Dixon spent only a few years in the private PRACTICE OF LAW before entering a life devoted to politics and public service. In 1972 he was elected to the California State Assembly, where he served for six years. In 1978 he was elected to serve in the U.S. House of Representatives. He served his constituents in the 32nd District of California for twenty-two more years in the House.
Throughout his career, Julian Dixon was a strong advocate for civil rights causes. During the 1980s he was chairman of the Congressional Black Caucus. He also created a MARTIN LUTHER KING JR. memorial in Washington, D.C. The Human Rights Campaign, this nation's largest lesbian and gay political organization, views Dixon as an advocate for their cause, citing his introduction of the $8.6 billion relief bill after the 1994 earthquake in Los Angeles. The bill, for the first time ever in a federal law, specifically outlawed discrimination of disaster victims on the grounds of sexual orientation. Dixon was also co-sponsor of bills which sought to reduce discrimination against minority groups, including the Employment Non-Discrimination Act and Hate Crimes Prevention Act.
From the beginning of his career on Capitol Hill, Dixon earned the respect of his peers and served as chairman of several committees. In 1984 he was Rules Committee chairman of the Democratic Convention. He also served as chairman of the Committee on Standards of Official Conduct, better known as the Ethics Committee. This position proved to be Dixon's most challenging position, particularly in 1989 when then-House Speaker JIM WRIGHT a Democrat from Texas, was being investigated for ethics violations. Georgia Republican NEWT GINGRICH backed the Republicans in their attacks against the speaker, which predictably sparked a defensive tone from Democrats. As chairman of the Ethics Committee, Dixon emerged as a bi-partisan leader who focused on the facts and the true issues presented. In June 1989, Wright resigned. As a result of his leadership in this episode, Dixon was commended by members of both sides of the House for his fairness and judgment.

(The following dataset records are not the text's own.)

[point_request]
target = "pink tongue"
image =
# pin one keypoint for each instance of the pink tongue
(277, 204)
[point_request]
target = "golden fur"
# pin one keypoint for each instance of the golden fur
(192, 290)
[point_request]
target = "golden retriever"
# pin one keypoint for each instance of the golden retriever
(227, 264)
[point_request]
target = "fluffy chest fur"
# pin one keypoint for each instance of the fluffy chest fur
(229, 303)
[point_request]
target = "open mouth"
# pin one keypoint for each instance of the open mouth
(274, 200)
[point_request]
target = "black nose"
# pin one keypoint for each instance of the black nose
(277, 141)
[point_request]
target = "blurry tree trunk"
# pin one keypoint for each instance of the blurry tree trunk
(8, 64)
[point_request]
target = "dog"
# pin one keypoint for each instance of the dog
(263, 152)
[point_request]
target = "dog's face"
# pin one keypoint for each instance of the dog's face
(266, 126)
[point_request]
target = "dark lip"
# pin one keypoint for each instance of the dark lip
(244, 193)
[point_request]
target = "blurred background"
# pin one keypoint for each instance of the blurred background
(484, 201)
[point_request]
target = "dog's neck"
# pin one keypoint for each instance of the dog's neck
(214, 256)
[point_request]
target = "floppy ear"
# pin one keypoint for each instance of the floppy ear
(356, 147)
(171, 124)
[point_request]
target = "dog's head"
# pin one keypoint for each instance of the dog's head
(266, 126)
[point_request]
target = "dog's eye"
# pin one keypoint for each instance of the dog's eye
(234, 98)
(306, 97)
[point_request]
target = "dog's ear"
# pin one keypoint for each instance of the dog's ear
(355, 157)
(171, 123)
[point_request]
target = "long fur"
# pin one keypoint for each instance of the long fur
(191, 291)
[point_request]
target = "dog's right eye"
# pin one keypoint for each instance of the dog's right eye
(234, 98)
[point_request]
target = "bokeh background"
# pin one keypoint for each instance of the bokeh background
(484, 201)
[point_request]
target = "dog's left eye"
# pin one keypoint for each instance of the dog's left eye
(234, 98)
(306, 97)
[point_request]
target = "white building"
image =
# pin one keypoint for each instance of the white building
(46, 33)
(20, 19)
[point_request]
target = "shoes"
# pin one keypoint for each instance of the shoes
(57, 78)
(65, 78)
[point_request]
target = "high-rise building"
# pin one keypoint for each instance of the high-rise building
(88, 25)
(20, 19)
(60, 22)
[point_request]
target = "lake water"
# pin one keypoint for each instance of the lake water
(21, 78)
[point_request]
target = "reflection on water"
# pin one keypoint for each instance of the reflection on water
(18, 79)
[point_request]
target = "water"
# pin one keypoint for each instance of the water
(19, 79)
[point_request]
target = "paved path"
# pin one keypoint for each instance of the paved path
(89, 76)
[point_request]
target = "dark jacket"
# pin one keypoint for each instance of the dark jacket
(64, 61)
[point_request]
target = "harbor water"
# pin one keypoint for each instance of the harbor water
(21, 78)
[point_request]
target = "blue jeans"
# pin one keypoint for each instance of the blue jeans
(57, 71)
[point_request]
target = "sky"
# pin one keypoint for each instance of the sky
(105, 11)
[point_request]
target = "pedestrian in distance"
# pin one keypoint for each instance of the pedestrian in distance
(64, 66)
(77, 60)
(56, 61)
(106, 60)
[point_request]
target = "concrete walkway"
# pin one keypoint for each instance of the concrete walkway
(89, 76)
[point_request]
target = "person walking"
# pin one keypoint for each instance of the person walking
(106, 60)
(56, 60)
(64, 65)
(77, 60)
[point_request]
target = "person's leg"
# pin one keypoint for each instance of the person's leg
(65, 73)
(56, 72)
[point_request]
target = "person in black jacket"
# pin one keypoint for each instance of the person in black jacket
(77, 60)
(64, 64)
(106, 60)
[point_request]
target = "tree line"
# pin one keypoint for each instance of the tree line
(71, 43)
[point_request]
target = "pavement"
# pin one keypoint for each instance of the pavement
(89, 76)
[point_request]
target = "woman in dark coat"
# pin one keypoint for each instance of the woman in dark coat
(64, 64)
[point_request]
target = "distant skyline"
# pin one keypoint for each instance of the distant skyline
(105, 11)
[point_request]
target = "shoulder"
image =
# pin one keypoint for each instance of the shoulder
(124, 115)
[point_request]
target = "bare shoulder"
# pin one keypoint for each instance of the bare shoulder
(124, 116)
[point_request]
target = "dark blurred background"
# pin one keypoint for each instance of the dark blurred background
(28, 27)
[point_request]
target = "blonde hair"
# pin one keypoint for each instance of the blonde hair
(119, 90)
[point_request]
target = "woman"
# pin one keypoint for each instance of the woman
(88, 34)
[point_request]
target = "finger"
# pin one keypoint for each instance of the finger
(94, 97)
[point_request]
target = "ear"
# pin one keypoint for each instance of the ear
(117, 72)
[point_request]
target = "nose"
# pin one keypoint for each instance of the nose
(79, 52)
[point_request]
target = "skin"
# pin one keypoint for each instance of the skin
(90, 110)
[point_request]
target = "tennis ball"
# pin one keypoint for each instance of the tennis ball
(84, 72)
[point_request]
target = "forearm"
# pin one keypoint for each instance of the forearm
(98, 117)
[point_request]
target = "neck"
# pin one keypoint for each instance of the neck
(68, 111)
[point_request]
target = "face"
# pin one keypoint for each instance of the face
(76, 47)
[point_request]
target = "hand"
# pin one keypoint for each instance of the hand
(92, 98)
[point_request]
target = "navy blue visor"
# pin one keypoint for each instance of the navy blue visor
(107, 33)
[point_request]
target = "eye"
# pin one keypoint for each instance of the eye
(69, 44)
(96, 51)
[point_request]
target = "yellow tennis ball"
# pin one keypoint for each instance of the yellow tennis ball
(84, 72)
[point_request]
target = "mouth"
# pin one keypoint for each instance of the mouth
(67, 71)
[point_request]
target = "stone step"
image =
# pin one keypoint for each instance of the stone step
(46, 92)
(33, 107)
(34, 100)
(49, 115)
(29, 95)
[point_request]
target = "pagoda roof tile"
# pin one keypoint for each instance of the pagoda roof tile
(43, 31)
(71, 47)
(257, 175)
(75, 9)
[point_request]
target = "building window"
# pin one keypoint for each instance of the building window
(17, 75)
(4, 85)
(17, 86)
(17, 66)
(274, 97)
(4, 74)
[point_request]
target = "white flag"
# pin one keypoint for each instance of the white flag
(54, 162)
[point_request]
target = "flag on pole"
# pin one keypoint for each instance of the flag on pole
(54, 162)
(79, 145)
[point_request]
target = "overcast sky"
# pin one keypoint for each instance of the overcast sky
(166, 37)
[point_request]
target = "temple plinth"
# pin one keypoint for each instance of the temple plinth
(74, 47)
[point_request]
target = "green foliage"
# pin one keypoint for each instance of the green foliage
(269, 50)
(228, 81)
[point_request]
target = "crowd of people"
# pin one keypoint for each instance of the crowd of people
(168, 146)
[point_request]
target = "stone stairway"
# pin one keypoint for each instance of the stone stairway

More recently, Dixon was ranking Democrat on the House Permanent Select Committee on Intelligence. Additionally, he served on a panel to determine defense spending. Here, he fought on behalf of his constituents for the appropriation of funds to aid southern California communities hurt by base closings and defense budget cuts.
Dixon was also a senior member of the Appropriations Committee and, during the mid-1990s, chaired the Washington, D.C., subcommittee where he was able to make a difference in the city of his birth by focusing on public safety and education. During his leadership of the subcommittee, Congress began a crackdown on the scandal-ridden administration of Mayor Marion Barry, leading the way for a federal takeover of the finances for Washington, D.C. Because of his efforts in Washington, Dixon is still heralded by the leadership of Capitol Hill and the citizens of the city.
Dixon is, of course, highly regarded and remembered by his own constituents in western Los Angeles. He always came through with aid in times of emergency. In 1992 the streets of Los Angeles were rocked as buildings were broken into, looted, and burned after a verdict of "not guilty" was issued in the trial of two white police officers who beat motorist RODNEY KING in a highly-broadcast, videotaped incident. Dixon acquired emergency funds for the businesses of Los Angeles that suffered in the riots. He also came to the aid of his city after the 1994 North-ridge earthquake.
Perhaps his most lasting contribution to the Los Angeles community, however, was the effort he put into establishing the MTA, the commuter rail system in Los Angeles. Dixon was well aware that the city needed a solution to its major traffic problems, and high-speed public transportation seemed to be a good answer. The city and MTA recognized his efforts; they renamed one of the busiest rail stations the "Julian Dixon Metro Rail Station." Dixon was so highly revered by his constituents that he won re-election in the November 2000 election with 84 percent of the vote. He died one month later, on December 8, 2000, at the age of 66 in Ingle-wood, California.